Official estimates suggest there are already about 340,000 authorised surveillance cameras in France and this new move would see the number of cameras on Paris’s public transport network hit 6,500 in the next two years – compared with a projected 9,000 on the London Underground in the same period.

Plans to deploy 4ft-long spy drones across French skies in an attempt to tackle the country’s growing problem of gang violence were also unveiled.

The drones, with day-night vision, will be used to track suspects and should begin full operational testing this year. The plan has annoyed many local officials who doubt spy cameras are the answer – they would rather see neighbourhood police officers brought back.

Surveillance cameras are not just kept for the streets. Last year a company which manufactures GPS systems for cars launched Kiditel, a child-tracking device.

The games console-sized device slips into a child’s pocket and allows parents to keep track of their child’s movements via satellite images sent to their computers.

Many parents welcomed a product they believed would help their children keep safe, but psychologists like Jean Claude Guillemard were not so welcoming:

“The children who have this device will think of their parents as Big Brother” he said. “I think that scares me.
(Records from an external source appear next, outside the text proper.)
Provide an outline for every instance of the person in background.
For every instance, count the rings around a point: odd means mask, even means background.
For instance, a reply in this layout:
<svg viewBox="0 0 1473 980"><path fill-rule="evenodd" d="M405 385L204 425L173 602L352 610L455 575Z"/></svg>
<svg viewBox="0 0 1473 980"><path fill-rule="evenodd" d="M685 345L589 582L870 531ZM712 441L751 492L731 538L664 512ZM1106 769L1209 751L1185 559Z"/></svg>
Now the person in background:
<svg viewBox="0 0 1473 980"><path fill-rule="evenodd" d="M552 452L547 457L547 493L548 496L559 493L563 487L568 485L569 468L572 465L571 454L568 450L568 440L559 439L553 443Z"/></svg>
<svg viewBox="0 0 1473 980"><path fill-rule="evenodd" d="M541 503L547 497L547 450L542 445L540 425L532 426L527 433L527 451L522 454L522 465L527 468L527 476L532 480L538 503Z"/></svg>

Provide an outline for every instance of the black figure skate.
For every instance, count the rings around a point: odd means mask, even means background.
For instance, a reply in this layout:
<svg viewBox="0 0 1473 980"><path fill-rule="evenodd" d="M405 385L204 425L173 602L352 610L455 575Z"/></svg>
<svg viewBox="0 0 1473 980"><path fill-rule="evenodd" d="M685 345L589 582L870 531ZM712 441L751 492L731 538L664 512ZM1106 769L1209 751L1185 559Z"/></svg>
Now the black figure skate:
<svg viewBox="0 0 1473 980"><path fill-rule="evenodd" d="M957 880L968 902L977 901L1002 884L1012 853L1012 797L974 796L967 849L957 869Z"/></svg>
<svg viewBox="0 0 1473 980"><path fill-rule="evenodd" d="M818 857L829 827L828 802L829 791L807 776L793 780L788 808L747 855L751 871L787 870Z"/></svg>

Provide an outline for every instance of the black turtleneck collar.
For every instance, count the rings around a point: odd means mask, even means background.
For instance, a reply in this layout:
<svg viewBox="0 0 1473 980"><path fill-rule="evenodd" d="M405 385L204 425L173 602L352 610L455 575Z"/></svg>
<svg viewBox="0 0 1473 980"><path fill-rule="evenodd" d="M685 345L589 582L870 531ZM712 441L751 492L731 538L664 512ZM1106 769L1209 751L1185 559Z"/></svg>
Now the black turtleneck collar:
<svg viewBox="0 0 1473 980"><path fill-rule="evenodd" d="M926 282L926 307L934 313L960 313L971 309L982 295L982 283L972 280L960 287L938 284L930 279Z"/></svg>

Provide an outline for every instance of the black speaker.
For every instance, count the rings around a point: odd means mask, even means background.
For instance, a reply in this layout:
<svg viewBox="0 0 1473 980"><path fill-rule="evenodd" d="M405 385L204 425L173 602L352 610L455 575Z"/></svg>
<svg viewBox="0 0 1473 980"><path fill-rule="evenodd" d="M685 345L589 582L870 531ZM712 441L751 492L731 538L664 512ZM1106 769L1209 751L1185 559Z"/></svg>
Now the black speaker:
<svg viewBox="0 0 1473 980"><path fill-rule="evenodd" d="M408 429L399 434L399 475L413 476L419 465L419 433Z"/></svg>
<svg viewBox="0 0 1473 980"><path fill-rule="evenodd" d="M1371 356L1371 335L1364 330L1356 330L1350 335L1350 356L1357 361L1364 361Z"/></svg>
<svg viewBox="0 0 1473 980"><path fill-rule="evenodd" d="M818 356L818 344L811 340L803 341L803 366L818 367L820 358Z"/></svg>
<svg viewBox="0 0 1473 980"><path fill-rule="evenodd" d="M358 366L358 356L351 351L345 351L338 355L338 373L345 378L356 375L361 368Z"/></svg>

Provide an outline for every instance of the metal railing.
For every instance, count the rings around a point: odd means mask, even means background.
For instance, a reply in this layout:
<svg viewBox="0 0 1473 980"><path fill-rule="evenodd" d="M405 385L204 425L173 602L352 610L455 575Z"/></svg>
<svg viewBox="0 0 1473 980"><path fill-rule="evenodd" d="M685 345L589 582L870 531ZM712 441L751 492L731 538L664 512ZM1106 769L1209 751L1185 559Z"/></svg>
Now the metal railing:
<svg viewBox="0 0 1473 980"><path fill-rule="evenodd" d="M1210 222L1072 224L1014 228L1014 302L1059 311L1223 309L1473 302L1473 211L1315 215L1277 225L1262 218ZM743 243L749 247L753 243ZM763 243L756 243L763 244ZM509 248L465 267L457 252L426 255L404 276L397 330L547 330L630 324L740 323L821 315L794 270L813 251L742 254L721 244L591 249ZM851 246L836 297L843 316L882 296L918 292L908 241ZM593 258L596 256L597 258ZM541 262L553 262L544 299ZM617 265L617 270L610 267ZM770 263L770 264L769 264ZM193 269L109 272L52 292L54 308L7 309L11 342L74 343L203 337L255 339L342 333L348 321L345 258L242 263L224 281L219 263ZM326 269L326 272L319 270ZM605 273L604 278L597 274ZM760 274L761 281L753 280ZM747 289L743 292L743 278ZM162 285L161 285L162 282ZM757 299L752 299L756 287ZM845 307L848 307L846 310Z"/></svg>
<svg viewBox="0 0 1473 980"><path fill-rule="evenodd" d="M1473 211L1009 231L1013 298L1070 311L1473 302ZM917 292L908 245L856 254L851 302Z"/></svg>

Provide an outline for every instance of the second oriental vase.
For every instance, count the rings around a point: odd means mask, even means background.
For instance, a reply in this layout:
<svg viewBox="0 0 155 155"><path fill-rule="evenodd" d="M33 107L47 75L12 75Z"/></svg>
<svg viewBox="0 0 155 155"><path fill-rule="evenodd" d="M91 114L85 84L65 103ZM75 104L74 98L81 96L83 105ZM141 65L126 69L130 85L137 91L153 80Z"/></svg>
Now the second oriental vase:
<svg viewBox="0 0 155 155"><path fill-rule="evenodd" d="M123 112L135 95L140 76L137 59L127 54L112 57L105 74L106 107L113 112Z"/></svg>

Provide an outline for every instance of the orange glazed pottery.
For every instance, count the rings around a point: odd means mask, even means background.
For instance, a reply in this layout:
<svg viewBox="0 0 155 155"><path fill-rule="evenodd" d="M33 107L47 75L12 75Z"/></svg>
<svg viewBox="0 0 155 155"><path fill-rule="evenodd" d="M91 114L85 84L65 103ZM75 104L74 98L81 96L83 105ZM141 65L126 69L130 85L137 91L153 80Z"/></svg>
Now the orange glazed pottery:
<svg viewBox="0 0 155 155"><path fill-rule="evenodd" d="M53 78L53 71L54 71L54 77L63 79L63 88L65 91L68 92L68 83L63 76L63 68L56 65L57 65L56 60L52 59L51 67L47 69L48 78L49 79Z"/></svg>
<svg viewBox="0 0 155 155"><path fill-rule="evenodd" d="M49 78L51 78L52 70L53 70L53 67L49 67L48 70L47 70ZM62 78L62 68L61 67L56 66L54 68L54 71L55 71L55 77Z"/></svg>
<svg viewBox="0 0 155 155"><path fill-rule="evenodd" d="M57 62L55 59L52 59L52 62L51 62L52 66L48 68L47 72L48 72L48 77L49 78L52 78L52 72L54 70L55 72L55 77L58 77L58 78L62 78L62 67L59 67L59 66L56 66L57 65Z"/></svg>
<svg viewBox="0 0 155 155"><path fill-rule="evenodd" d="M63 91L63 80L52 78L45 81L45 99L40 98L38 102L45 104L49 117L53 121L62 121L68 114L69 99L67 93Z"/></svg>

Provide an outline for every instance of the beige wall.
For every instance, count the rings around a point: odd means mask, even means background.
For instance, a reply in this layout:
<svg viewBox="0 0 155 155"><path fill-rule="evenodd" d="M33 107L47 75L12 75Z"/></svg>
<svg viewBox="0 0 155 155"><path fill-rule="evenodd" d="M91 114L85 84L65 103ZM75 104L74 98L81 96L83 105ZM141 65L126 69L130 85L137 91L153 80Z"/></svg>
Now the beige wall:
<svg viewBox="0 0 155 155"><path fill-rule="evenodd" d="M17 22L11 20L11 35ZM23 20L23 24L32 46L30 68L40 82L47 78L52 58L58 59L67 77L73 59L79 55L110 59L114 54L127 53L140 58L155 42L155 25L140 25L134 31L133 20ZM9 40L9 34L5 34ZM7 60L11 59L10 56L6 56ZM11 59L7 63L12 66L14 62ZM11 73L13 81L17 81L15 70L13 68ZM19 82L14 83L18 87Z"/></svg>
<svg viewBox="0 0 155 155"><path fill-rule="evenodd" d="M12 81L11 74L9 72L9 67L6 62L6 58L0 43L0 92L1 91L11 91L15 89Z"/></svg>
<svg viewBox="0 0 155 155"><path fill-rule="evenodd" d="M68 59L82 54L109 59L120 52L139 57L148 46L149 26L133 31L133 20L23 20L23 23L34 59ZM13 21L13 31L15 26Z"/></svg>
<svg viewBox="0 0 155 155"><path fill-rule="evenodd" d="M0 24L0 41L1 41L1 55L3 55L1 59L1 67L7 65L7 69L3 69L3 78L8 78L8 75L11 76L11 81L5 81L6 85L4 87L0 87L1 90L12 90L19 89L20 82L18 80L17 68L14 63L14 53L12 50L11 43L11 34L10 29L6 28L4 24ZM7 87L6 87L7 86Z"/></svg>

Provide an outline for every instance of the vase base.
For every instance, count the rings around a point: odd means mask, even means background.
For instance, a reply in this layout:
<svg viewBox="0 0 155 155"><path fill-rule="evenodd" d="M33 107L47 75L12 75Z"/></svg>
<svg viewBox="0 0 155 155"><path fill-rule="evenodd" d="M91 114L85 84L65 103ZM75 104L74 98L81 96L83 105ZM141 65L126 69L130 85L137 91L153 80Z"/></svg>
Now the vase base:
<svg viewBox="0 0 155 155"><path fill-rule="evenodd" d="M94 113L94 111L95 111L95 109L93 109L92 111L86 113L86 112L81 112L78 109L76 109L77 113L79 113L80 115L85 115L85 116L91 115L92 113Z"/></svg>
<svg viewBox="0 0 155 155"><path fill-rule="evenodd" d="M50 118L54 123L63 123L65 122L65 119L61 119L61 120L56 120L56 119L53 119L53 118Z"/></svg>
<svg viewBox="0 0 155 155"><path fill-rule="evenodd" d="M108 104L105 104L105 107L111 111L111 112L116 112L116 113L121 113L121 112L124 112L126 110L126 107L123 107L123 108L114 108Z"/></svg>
I think it’s dangerous for their mental health.”

Similarly a French childminder caused a row last year when she became the first nanny to install an internet webcam in her creche so that parents could still look in on their children – and see that she was taking good care of them – even though they were at work.

The parents loved it, but local authorities and the National Federation of Maternal Assistants denounced the idea as undermining the relationship of trust between the parents and the child minder.

The eye in the sky may be keeping an ever closer watch on France – but the French are determined to keep their liberty.